While the adverse effects of sleep deprivation are well documented, strict focus on those effects prevents many from realizing the benefits of inducing sleep deprivation during training.

Don Stevenson is a former member of the Australian Army and a current fitness consultant specializing in fitness solutions for law enforcement and the military. He insists that sleep deprivation is an integral part of military and emergency responder training.

As Belenky’s studies found that “mood” is adversely affected by sleep deprivation, Stevenson insists that, “personality conflicts and morale problems will be multiplied by fatigue as troops become short-tempered.” This can be a useful tool during initial (basic) training as commanders are able to “weed out” candidates and recruits with psychiatric and/or psychological problems who might later become liabilities for the unit.

Other studies show that sleep deprivation and a “willingness to endure hardship” is an integral part of training as it helps trainers identify those individuals who might not be able to cope with stressful conditions.

While FM 6-22.5 directs that the “ideal sleep period is 7 to 8 hours of continuous and uninterrupted sleep each night,” and that anything less “will result in some loss of performance degradation,” it acknowledges that “there is no minimum sleep period.”

Being exposed to sleep deprivation during initial training helps military and emergency responder recruits and candidates learn to recognize the effects of sleep deprivation on themselves and their battle buddies.

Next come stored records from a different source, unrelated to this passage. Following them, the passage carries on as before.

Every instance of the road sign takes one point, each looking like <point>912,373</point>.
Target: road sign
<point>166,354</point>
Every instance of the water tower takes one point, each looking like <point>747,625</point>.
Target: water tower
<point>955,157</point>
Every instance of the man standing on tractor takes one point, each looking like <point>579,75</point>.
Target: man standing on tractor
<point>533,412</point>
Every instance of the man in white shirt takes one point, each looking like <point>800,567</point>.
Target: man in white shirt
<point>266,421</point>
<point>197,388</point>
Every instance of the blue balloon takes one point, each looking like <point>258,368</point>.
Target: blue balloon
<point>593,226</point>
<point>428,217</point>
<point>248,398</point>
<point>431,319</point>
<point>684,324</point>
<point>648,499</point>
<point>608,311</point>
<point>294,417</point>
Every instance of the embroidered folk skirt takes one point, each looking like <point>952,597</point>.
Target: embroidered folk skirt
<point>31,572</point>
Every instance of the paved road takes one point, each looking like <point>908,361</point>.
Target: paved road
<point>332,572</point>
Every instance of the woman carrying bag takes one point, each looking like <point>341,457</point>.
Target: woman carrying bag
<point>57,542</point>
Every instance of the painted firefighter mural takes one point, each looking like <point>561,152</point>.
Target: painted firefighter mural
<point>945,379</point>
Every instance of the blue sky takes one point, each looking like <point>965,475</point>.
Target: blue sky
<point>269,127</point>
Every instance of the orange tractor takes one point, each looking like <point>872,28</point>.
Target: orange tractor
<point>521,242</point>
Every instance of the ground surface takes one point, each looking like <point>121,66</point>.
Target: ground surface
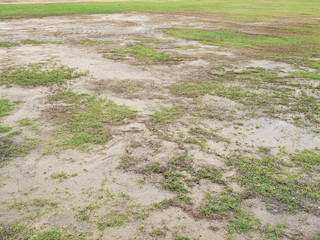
<point>218,141</point>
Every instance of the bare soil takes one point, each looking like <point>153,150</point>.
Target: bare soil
<point>142,87</point>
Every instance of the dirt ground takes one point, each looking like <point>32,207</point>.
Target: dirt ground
<point>98,172</point>
<point>50,1</point>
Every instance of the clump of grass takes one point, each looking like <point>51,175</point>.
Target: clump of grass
<point>145,53</point>
<point>301,44</point>
<point>174,182</point>
<point>222,205</point>
<point>25,122</point>
<point>36,203</point>
<point>8,148</point>
<point>9,44</point>
<point>168,115</point>
<point>5,107</point>
<point>61,176</point>
<point>289,183</point>
<point>88,119</point>
<point>15,231</point>
<point>92,42</point>
<point>211,173</point>
<point>38,75</point>
<point>118,218</point>
<point>193,89</point>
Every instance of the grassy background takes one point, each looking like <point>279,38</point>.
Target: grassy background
<point>244,9</point>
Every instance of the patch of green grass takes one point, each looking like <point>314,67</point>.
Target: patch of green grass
<point>306,75</point>
<point>224,37</point>
<point>5,129</point>
<point>25,122</point>
<point>248,9</point>
<point>145,53</point>
<point>222,205</point>
<point>159,232</point>
<point>36,203</point>
<point>289,183</point>
<point>168,115</point>
<point>174,182</point>
<point>9,44</point>
<point>8,148</point>
<point>296,44</point>
<point>5,107</point>
<point>37,75</point>
<point>92,42</point>
<point>62,176</point>
<point>191,89</point>
<point>209,134</point>
<point>15,231</point>
<point>259,89</point>
<point>154,40</point>
<point>179,200</point>
<point>88,119</point>
<point>117,218</point>
<point>211,173</point>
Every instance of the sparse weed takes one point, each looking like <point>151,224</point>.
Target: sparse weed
<point>37,75</point>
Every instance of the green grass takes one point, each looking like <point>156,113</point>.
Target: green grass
<point>8,148</point>
<point>37,75</point>
<point>61,176</point>
<point>88,119</point>
<point>297,44</point>
<point>145,53</point>
<point>292,184</point>
<point>91,42</point>
<point>5,107</point>
<point>26,41</point>
<point>174,182</point>
<point>133,212</point>
<point>259,89</point>
<point>228,205</point>
<point>167,115</point>
<point>248,9</point>
<point>17,231</point>
<point>211,173</point>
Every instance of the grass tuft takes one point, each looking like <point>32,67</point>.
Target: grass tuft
<point>87,119</point>
<point>37,75</point>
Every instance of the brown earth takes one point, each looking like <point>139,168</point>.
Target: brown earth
<point>141,86</point>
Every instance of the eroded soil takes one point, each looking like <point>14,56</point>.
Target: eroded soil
<point>116,190</point>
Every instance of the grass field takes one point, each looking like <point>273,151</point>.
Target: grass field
<point>174,120</point>
<point>249,10</point>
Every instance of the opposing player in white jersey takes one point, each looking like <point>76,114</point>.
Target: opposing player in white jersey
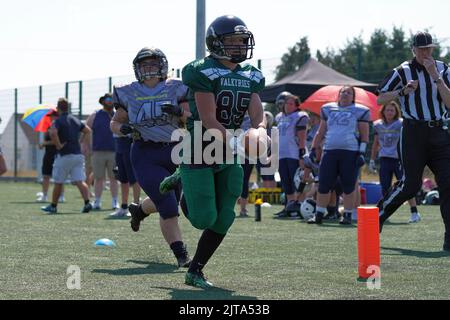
<point>345,126</point>
<point>387,135</point>
<point>292,127</point>
<point>150,109</point>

Even at the troop level, commanders are able to ensure the placement of personnel who are able to recognize the effects of lack of sleep and troops learn to help each other work through it, and how to perform in stressful situations.

ACCOMMODATING SLEEP DEPRIVATION

FM 6-22.5 advises that the best way to evaluate a trainee’s sleep situation is to observe his or her behavior, and lists indications of sleep loss including increased errors in decision-making, irritability, bloodshot eyes, difficulty understanding information, attention lapses, decreased initiative/motivation and decreased attention to personal hygiene.

Among the “physical signs” of sleep deprivation, Stevenson lists vacant stares and bloodshot eyes, blurry vision, slurred speech, slow responsiveness, unstable posture, dizziness, and difficulty performing movements.

For “behavioral signs,” the list includes neglect of routine tasks, poor work output, lack of motivation, poor communication, poor judgment, confusion, irritability, moodiness, and daydreaming.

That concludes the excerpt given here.